The Rise of the Medieval World, 500-1300: A Biographical Dictionary

By Jana K. Schulman | Go to book overview

B

BACON, ROGER(C. 1214–C. 1293). Bacon was an English master of arts in Paris, a philosopher and experimental scientist, and a Franciscan friar. He proposed a general reorganization, based on Aristotelian philosophy and secular subjects, of all the sciences and religious teaching of his time, with emphasis on experimental procedures and research. In his plan, the foundation of theology must come from the knowledge of nature and physical properties, as well as from Scripture. A polemical and energetic personality, he gave up a traditional university career in order to pursue his scientific interests, which makes his life highly unique among thirteenth-century scholastics.

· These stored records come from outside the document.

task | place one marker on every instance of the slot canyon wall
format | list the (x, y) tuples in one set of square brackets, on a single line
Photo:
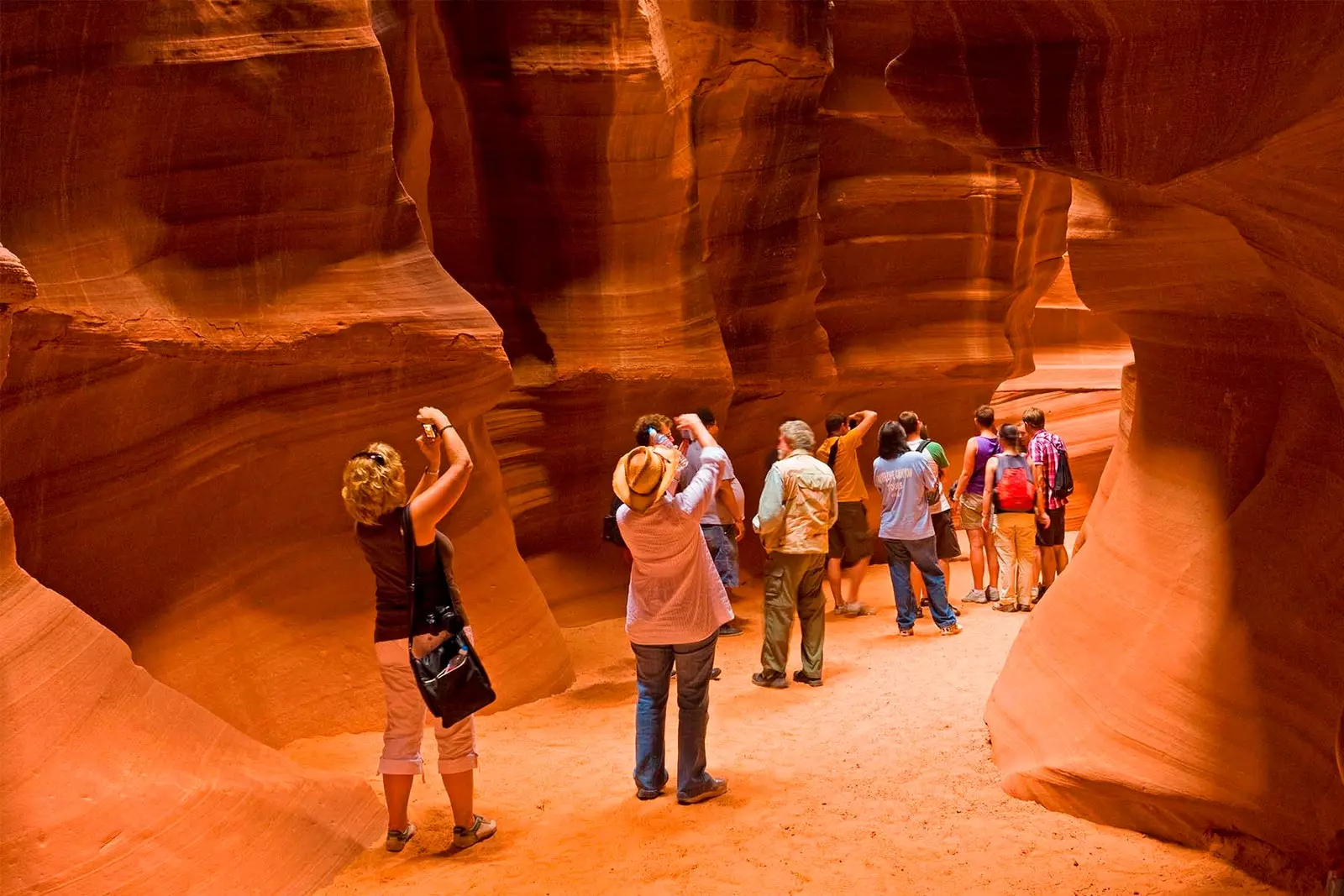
[(260, 234), (712, 160), (1186, 678)]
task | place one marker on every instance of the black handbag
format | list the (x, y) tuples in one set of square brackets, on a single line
[(448, 671)]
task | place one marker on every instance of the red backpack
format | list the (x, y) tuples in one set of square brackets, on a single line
[(1014, 490)]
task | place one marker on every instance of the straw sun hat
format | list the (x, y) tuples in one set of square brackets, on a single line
[(644, 474)]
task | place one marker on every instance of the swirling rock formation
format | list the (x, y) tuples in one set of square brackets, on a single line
[(114, 783), (706, 157), (1184, 678), (234, 295)]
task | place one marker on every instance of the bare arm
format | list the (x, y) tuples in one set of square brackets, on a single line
[(433, 463), (987, 506), (730, 501), (433, 503), (699, 493), (866, 423)]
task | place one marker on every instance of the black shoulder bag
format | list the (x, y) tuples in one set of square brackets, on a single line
[(1063, 474), (447, 667)]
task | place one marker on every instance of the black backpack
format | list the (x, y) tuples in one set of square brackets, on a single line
[(1063, 476), (611, 531)]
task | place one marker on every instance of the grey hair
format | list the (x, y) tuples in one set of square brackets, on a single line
[(799, 434)]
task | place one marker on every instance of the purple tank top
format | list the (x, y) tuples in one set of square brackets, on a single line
[(985, 449)]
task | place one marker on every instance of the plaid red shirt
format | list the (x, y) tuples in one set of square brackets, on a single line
[(1045, 452)]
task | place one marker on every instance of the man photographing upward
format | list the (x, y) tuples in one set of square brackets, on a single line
[(851, 540)]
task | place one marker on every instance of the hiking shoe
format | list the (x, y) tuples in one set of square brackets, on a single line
[(718, 786), (768, 680), (396, 840), (714, 673), (480, 829)]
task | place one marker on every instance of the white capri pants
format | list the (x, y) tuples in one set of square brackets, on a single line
[(407, 715)]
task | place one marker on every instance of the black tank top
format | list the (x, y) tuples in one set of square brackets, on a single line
[(386, 553)]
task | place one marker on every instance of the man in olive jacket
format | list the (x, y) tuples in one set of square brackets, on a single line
[(797, 510)]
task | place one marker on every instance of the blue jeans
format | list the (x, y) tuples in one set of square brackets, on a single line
[(654, 674), (924, 553)]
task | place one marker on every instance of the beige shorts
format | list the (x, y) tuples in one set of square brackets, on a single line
[(971, 515), (407, 715)]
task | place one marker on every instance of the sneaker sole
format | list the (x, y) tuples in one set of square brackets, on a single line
[(476, 840), (779, 684), (396, 846)]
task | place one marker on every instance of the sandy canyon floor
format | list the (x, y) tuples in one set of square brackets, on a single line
[(879, 782)]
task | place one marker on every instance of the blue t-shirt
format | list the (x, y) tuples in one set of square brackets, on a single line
[(904, 485)]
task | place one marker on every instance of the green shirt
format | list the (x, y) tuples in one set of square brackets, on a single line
[(937, 500)]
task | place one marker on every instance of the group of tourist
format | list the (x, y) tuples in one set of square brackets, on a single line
[(679, 513)]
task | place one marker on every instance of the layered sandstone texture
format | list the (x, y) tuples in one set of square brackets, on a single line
[(233, 293), (1186, 676), (645, 197), (114, 783)]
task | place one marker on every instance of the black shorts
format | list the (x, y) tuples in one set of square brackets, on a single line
[(850, 537), (947, 543), (1053, 535)]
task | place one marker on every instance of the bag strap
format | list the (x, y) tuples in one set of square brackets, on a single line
[(409, 540)]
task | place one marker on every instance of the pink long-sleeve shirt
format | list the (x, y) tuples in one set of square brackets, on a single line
[(675, 593)]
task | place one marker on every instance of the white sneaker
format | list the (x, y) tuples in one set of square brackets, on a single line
[(396, 840)]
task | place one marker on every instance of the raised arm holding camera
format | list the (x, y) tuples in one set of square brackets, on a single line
[(374, 490), (850, 547)]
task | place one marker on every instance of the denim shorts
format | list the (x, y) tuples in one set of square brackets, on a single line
[(722, 542)]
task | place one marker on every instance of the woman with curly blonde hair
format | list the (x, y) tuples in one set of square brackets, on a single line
[(374, 492)]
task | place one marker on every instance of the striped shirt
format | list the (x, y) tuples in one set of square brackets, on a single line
[(1045, 450)]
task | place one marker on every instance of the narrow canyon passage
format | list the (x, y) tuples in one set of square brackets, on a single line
[(879, 782)]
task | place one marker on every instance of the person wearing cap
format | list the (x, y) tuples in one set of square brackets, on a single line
[(674, 607), (1014, 527)]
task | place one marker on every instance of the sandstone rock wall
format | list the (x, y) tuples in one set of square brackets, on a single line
[(154, 792), (234, 295), (710, 159), (1186, 676)]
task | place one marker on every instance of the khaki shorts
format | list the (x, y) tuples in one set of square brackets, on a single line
[(850, 537), (407, 716), (971, 513)]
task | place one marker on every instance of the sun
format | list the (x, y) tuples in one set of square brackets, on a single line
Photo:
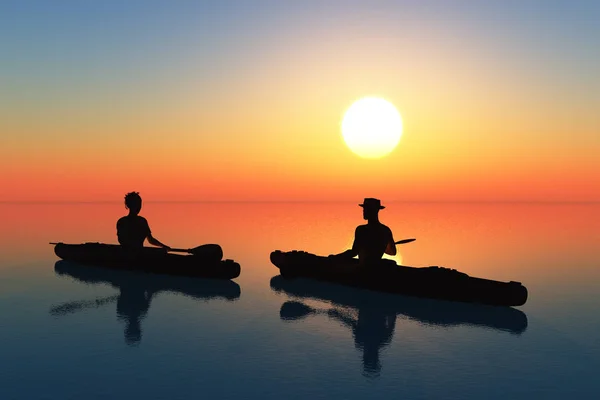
[(372, 127)]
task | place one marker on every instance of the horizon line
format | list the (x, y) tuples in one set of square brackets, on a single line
[(49, 202)]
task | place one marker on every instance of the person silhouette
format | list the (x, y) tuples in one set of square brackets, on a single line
[(373, 239), (133, 229)]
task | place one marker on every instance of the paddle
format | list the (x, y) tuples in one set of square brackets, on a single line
[(294, 310), (207, 250)]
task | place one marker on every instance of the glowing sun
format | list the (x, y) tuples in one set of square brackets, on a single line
[(372, 127)]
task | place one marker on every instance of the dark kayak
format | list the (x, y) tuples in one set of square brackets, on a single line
[(426, 311), (208, 264), (387, 276)]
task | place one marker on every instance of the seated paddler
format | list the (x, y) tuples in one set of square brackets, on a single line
[(371, 240), (133, 229)]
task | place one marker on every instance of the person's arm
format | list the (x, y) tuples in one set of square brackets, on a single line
[(153, 241), (391, 246), (353, 252)]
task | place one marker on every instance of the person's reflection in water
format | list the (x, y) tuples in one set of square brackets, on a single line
[(372, 330), (136, 291), (132, 306)]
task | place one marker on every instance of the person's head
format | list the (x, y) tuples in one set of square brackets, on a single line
[(133, 202), (371, 208)]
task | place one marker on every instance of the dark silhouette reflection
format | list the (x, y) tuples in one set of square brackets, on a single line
[(136, 291), (372, 316)]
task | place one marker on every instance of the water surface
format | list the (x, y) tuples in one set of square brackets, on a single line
[(91, 333)]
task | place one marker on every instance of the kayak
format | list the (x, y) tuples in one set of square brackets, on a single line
[(387, 276), (208, 264), (125, 280), (426, 311)]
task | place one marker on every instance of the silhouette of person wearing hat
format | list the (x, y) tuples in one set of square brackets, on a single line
[(373, 239), (133, 229)]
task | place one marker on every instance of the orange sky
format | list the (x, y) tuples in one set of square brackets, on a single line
[(487, 115)]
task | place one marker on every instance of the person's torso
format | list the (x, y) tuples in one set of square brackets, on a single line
[(132, 230), (373, 241)]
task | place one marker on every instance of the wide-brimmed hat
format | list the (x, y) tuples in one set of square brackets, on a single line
[(372, 203)]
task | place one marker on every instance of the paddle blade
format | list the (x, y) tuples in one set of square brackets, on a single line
[(293, 310)]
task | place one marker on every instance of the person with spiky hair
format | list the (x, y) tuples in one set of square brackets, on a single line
[(133, 229)]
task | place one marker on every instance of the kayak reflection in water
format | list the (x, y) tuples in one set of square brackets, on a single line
[(372, 330), (136, 292), (373, 239), (133, 229), (133, 304)]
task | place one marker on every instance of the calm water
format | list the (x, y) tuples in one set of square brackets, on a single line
[(93, 333)]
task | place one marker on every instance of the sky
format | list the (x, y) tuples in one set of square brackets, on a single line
[(243, 100)]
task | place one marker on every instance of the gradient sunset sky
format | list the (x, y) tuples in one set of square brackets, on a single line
[(243, 100)]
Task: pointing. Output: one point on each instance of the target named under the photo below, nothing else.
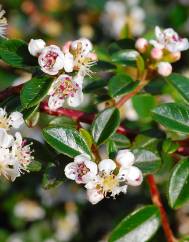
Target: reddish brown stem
(155, 195)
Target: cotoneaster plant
(106, 153)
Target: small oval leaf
(139, 226)
(66, 140)
(173, 115)
(179, 184)
(105, 125)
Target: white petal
(94, 196)
(81, 158)
(107, 166)
(16, 120)
(125, 158)
(134, 176)
(92, 166)
(68, 62)
(36, 46)
(55, 102)
(122, 175)
(6, 140)
(2, 112)
(76, 100)
(70, 171)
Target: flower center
(82, 170)
(109, 183)
(67, 88)
(4, 123)
(50, 59)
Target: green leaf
(143, 104)
(125, 57)
(34, 166)
(180, 83)
(139, 226)
(121, 84)
(169, 146)
(111, 149)
(120, 140)
(174, 116)
(105, 125)
(15, 53)
(34, 91)
(179, 184)
(66, 140)
(95, 86)
(147, 161)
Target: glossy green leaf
(174, 116)
(34, 91)
(111, 149)
(143, 104)
(147, 161)
(66, 140)
(120, 140)
(15, 53)
(179, 184)
(139, 226)
(121, 84)
(105, 125)
(125, 57)
(181, 84)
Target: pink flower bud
(156, 53)
(176, 56)
(66, 46)
(164, 68)
(141, 45)
(35, 46)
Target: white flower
(132, 176)
(169, 40)
(6, 140)
(51, 60)
(22, 152)
(9, 167)
(64, 88)
(36, 46)
(68, 62)
(29, 210)
(84, 58)
(105, 183)
(14, 120)
(82, 170)
(141, 45)
(125, 158)
(164, 68)
(3, 23)
(82, 45)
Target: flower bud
(125, 158)
(164, 68)
(156, 53)
(134, 176)
(141, 45)
(175, 56)
(36, 46)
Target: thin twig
(155, 195)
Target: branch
(155, 195)
(125, 98)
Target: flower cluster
(107, 178)
(3, 23)
(164, 49)
(119, 14)
(15, 153)
(75, 56)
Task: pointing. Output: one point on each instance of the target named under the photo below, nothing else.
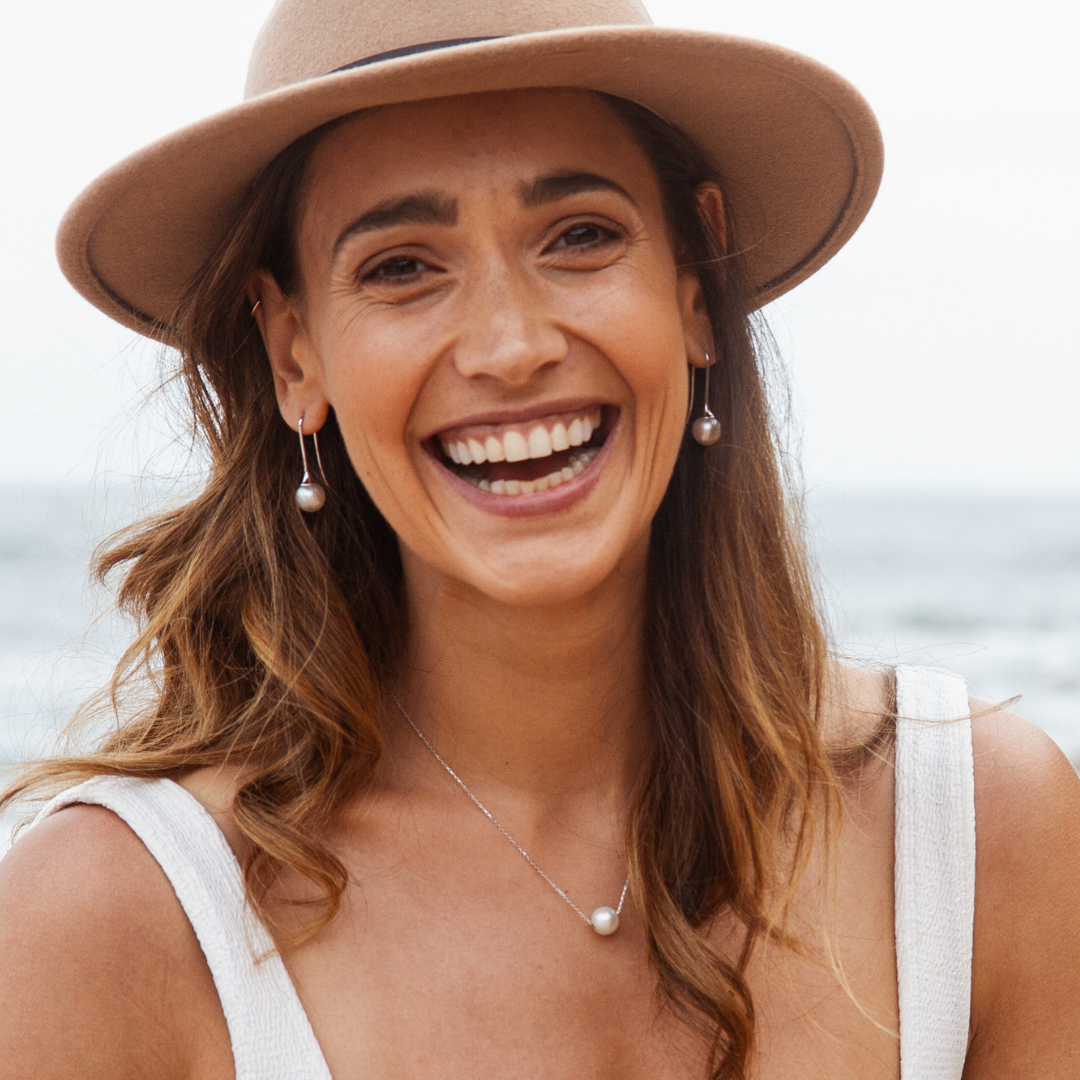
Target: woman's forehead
(493, 137)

Independent information on Bacon’s life is rather scarce, and most facts must be deduced from his own writings. He was born c. 1214 at Ilchester, Somerset, into a family of small nobility with royalist tendencies. From an early age, he mastered classical authors such as Cicero and Seneca and showed a propensity for the science of the quadrivium (geometry, mathematics, music, and astronomy), which were part of the medieval secondary education. He enrolled at the Arts Faculty of the University of Oxford around 1228 and acquired an interest for sciences, especially the medieval optical science of Perspectiva, which was taught from translations of Arabic treatises. In Oxford he was greatly influenced by Robert *Grosseteste.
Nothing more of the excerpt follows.